In Jonah 3:4, the prophet (after a fishy detour!) at last arrives at Nineveh to deliver the message the Lord has given him: “Just forty days more and Nineveh will be overthrown!”  But it does not happen. The people (and animals; Jonah 3:7) of Nineveh repent in sackcloth, and God changes God’s mind (Jonah 3:10).

This is deeply disturbing to Jonah, but not surprising.  To explain his earlier flight from God’s presence, which had resulted in his sojourn in the fish’s belly, the prophet declares:

Come on, LORD! Wasn’t this precisely my point when I was back in my own land? This is why I fled to Tarshish earlier! I know that you are a merciful and compassionate God, very patient, full of faithful love, and willing not to destroy (Jonah 4:2).

Jonah had not wanted to deliver the message of judgment against Nineveh he had been given because he knew that God was likely to show mercy,  leaving Jonah with the stamp of the false prophet, whose predictions had not come true (as, remember, Deut 18:22 declares) —which was, of course, exactly what had happened. No wonder Jonah is angry!

We might consider as well the many predictions in the New Testament that the end of the world would come soon (for example, Mk 13:30; 1 Cor 7:29-31; Rev 22:12, 20), which, taking them at face value, clearly did not come true, either.  Within the New Testament itself, this delay is seen as a sign of God’s grace: “The Lord isn’t slow to keep his promise, as some think of slowness, but he is patient toward you, not wanting anyone to perish but all to change their hearts and lives” (2 Peter 3:9).

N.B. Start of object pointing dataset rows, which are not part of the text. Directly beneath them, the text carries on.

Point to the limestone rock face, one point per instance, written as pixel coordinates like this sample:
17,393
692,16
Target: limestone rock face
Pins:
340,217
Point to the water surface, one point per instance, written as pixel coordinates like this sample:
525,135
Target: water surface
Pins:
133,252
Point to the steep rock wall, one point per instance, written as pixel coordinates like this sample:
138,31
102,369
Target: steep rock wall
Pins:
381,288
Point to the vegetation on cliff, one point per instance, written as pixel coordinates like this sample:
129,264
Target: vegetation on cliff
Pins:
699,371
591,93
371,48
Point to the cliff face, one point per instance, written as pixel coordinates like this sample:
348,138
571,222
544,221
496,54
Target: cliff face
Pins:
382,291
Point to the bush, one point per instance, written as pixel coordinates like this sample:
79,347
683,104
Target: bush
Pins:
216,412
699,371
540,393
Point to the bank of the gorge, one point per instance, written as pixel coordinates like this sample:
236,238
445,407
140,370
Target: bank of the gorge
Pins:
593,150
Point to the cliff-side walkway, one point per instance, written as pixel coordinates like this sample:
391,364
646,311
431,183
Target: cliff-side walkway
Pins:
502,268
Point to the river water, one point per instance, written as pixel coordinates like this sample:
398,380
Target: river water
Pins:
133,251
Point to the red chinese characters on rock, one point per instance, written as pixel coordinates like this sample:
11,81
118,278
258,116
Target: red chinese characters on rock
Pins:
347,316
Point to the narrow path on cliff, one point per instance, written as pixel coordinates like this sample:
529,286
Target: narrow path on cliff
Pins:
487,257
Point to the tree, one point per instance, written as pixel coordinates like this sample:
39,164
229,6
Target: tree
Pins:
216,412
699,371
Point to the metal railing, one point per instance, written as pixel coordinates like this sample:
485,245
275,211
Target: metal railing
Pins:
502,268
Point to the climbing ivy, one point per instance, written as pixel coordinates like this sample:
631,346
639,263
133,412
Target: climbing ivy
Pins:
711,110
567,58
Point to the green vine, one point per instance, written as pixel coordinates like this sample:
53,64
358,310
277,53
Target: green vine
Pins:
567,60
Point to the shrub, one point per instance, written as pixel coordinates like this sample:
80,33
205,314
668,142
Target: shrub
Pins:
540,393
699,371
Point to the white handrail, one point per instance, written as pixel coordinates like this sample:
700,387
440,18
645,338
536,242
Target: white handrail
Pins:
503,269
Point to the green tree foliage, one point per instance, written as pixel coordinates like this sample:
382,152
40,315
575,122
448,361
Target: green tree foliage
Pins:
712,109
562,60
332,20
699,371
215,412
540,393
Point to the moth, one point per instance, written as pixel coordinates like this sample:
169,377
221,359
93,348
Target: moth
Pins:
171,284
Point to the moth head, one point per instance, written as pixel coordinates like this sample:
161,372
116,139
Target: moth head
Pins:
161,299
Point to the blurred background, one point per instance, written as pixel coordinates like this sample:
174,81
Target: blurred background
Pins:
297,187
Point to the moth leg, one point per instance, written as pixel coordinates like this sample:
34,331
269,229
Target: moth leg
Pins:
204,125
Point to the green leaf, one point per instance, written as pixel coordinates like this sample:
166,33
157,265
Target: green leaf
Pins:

It is finally Jesus himself who puts to rest the pretense that, if we are only clever enough, we can read our future in the pages of Scripture: “But nobody knows when that day or hour will come, not the angels in heaven and not the Son. Only the Father knows” (Mark 13:32).  If Jesus does not know, brothers and sisters, then certainly we do not, and cannot, know.  The Bible is not tomorrow’s newspaper.  It is word of God for the people of God, yesterday, today, and forever.